By | July 16, 2009, 1:52 PM PDT

“United breaks guitars” is the most powerful example yet about how social media empowers consumers and tarnishes images of big companies. In spring, 2008,  Dave Carroll of the Sons of Maxwell band claims United Airlines broke his $3,500 Taylor guitar on a flight stop-over in Chicago while traveling from Halifax to Nebraska.

Dave Carroll has reason to smile. credit: Canadian Broadcasting Corp.

Dave Carroll has reason to smile. credit: Canadian Broadcasting Corp.

For a year, he tried unsuccessfully to get reimbursed. When United did not treat him well, he got even! No, he got revenge and then some. He wrote a song United Breaks Guitars and produced a Youtube video that in the past week or so has garnered 3,143,801views and 15,343 comments mostly in praise of this David’s attempt to slay the United Goliath. He promises three songs and song 2 is already done.

The song is catchy and the video mimics baggage handlers thrashing luggage around. I searched United Breaks Guitars at United.com and this is what came back:

Did you mean: United breaks gets? United breaks stars? United breaks liters?
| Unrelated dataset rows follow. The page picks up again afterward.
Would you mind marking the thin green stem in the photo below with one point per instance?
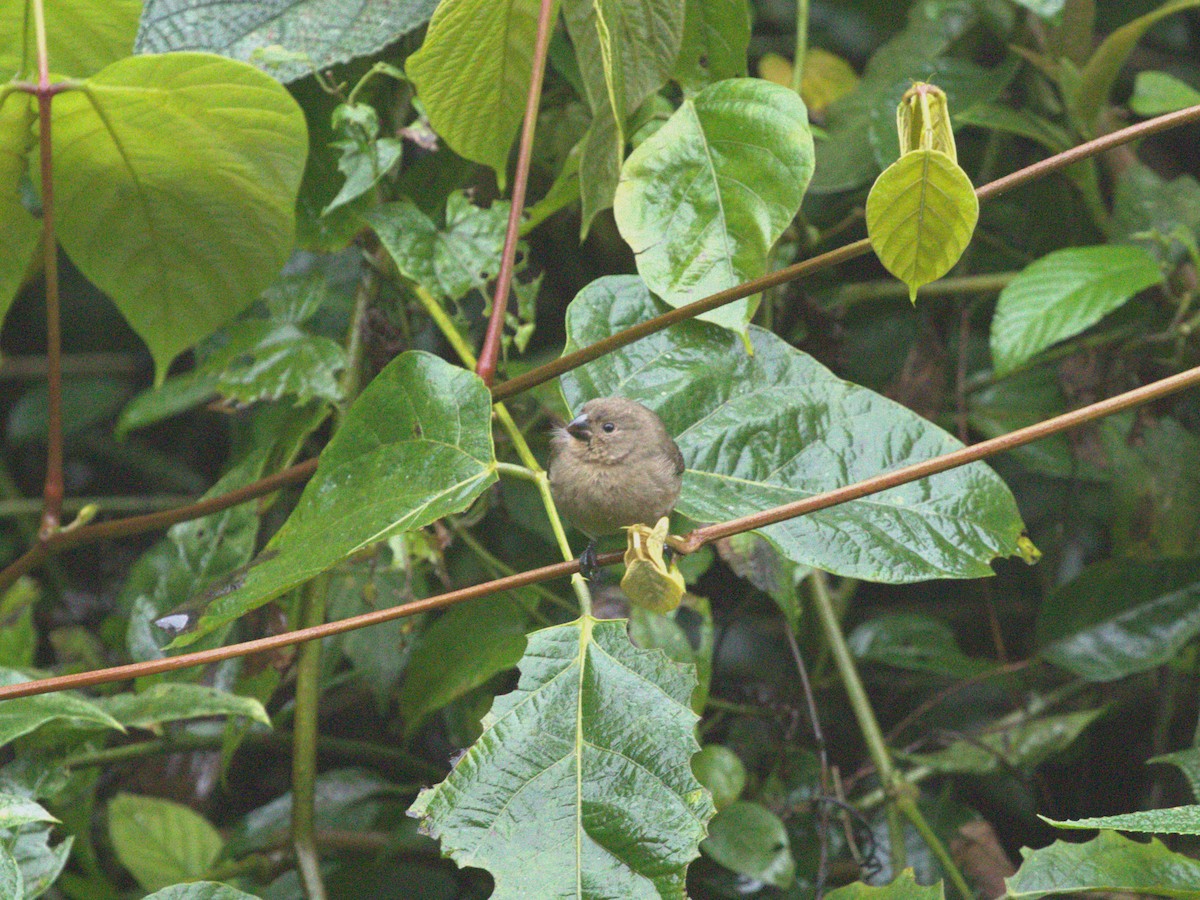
(802, 43)
(868, 725)
(499, 567)
(304, 749)
(912, 813)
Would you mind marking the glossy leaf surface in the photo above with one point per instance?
(705, 198)
(313, 34)
(177, 197)
(1108, 862)
(581, 777)
(161, 841)
(1063, 293)
(417, 445)
(472, 73)
(769, 429)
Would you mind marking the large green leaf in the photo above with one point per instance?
(1176, 820)
(175, 181)
(1109, 862)
(1102, 70)
(762, 430)
(1063, 293)
(1121, 617)
(161, 841)
(625, 51)
(172, 702)
(715, 37)
(447, 261)
(473, 75)
(324, 33)
(415, 447)
(21, 229)
(82, 36)
(25, 714)
(921, 215)
(705, 198)
(581, 780)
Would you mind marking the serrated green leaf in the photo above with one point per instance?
(16, 811)
(921, 215)
(161, 841)
(199, 891)
(1021, 745)
(445, 261)
(625, 51)
(715, 39)
(913, 642)
(11, 881)
(750, 840)
(1121, 617)
(472, 73)
(905, 887)
(82, 36)
(1062, 294)
(173, 702)
(460, 652)
(1176, 820)
(1109, 862)
(415, 447)
(823, 432)
(319, 33)
(25, 714)
(21, 229)
(175, 184)
(1104, 65)
(597, 738)
(705, 198)
(1157, 93)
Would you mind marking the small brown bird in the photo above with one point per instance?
(615, 465)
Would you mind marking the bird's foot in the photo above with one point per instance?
(588, 563)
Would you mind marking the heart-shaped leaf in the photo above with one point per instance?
(703, 199)
(175, 185)
(762, 430)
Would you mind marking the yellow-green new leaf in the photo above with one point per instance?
(921, 215)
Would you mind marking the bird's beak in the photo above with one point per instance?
(580, 427)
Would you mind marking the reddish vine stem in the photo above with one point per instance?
(490, 353)
(687, 544)
(137, 525)
(645, 329)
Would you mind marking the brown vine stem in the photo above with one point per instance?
(645, 329)
(688, 544)
(130, 526)
(490, 353)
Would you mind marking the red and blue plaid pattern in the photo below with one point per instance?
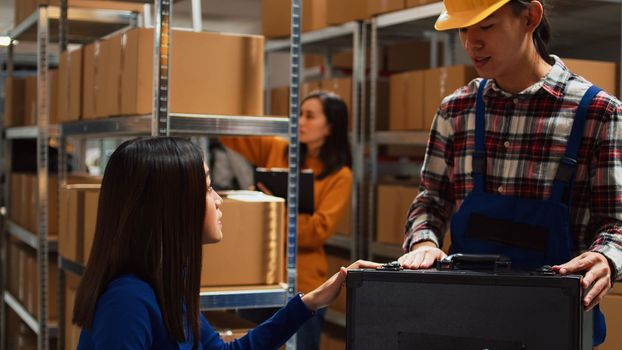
(526, 136)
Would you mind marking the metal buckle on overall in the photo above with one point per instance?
(479, 157)
(567, 169)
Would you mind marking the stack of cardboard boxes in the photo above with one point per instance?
(318, 14)
(211, 73)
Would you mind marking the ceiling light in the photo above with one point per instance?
(5, 40)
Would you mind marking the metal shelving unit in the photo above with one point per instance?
(326, 41)
(45, 25)
(29, 238)
(162, 122)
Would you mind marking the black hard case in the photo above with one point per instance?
(466, 310)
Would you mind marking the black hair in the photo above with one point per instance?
(542, 34)
(335, 153)
(149, 224)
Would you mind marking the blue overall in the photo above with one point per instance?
(531, 232)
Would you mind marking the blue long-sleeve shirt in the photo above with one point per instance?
(128, 317)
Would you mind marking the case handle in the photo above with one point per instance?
(474, 262)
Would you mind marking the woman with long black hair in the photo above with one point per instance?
(140, 289)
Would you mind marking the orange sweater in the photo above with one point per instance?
(331, 196)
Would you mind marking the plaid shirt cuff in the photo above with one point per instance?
(614, 255)
(419, 236)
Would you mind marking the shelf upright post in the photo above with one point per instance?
(294, 152)
(42, 172)
(63, 38)
(162, 46)
(358, 137)
(373, 149)
(5, 149)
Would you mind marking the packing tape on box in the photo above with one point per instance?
(443, 82)
(273, 246)
(121, 70)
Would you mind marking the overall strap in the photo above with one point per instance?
(479, 156)
(568, 164)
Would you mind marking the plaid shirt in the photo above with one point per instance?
(526, 136)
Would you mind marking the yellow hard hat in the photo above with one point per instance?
(465, 13)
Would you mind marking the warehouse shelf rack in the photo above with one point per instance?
(408, 23)
(47, 23)
(86, 24)
(327, 41)
(163, 122)
(29, 238)
(180, 124)
(27, 318)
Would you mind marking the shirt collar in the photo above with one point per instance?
(553, 83)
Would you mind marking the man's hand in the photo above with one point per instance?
(597, 275)
(422, 256)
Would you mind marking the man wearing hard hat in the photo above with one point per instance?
(526, 162)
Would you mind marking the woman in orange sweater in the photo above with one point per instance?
(325, 149)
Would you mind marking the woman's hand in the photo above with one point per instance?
(597, 275)
(325, 294)
(423, 255)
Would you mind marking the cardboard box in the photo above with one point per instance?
(211, 73)
(406, 104)
(91, 200)
(601, 74)
(108, 79)
(24, 8)
(307, 88)
(275, 17)
(30, 98)
(441, 82)
(415, 3)
(612, 308)
(15, 192)
(72, 332)
(13, 263)
(393, 204)
(279, 101)
(343, 11)
(14, 89)
(30, 210)
(102, 78)
(411, 55)
(70, 85)
(376, 7)
(30, 281)
(253, 231)
(229, 325)
(78, 215)
(334, 264)
(312, 60)
(345, 59)
(89, 93)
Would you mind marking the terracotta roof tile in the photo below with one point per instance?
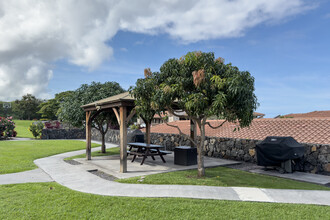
(314, 114)
(312, 130)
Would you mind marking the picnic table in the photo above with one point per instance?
(144, 150)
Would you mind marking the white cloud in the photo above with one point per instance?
(36, 33)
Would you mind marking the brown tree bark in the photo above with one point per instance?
(103, 149)
(200, 151)
(148, 125)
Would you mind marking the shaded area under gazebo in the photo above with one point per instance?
(123, 106)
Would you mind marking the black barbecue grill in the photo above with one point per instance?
(279, 151)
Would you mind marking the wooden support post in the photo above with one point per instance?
(123, 140)
(192, 133)
(88, 135)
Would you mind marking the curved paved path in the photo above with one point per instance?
(77, 178)
(53, 168)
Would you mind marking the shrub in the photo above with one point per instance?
(7, 127)
(36, 129)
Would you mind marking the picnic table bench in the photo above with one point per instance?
(144, 150)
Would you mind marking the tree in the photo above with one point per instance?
(27, 107)
(70, 109)
(203, 86)
(142, 93)
(51, 107)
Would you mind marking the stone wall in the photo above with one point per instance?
(316, 158)
(63, 134)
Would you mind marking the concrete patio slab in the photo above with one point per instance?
(300, 176)
(110, 165)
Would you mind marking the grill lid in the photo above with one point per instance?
(274, 150)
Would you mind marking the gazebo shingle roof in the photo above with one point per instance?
(122, 97)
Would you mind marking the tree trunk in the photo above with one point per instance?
(200, 151)
(103, 149)
(148, 132)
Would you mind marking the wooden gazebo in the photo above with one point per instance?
(123, 107)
United breaks guests? United breaks girls?

Nope, I meant United breaks guitars. Nothing came back searching Dave or David Carroll, either. But the soft-spoken and clearly-determined Canadian in a second video says United has since offered to compensate him and urges the airline to give the money to charity. Now, United has a PR nightmare of its own making and Dave Carroll is a rock star. Taylor Guitars jumped all over it, too.

“If you spend millions on advertising your brand and someone spend five cents on a Youtube video, you’ve just wasted a lot of advertising dollars. There’s a consensus around the frustration customers feel with companies that act like monolithic monsters,” says Dr. Natalie Petouhoff,  a Forrester Research analyst covering customer experience/service and social media. “Social media is here to stay and has a lot of power.”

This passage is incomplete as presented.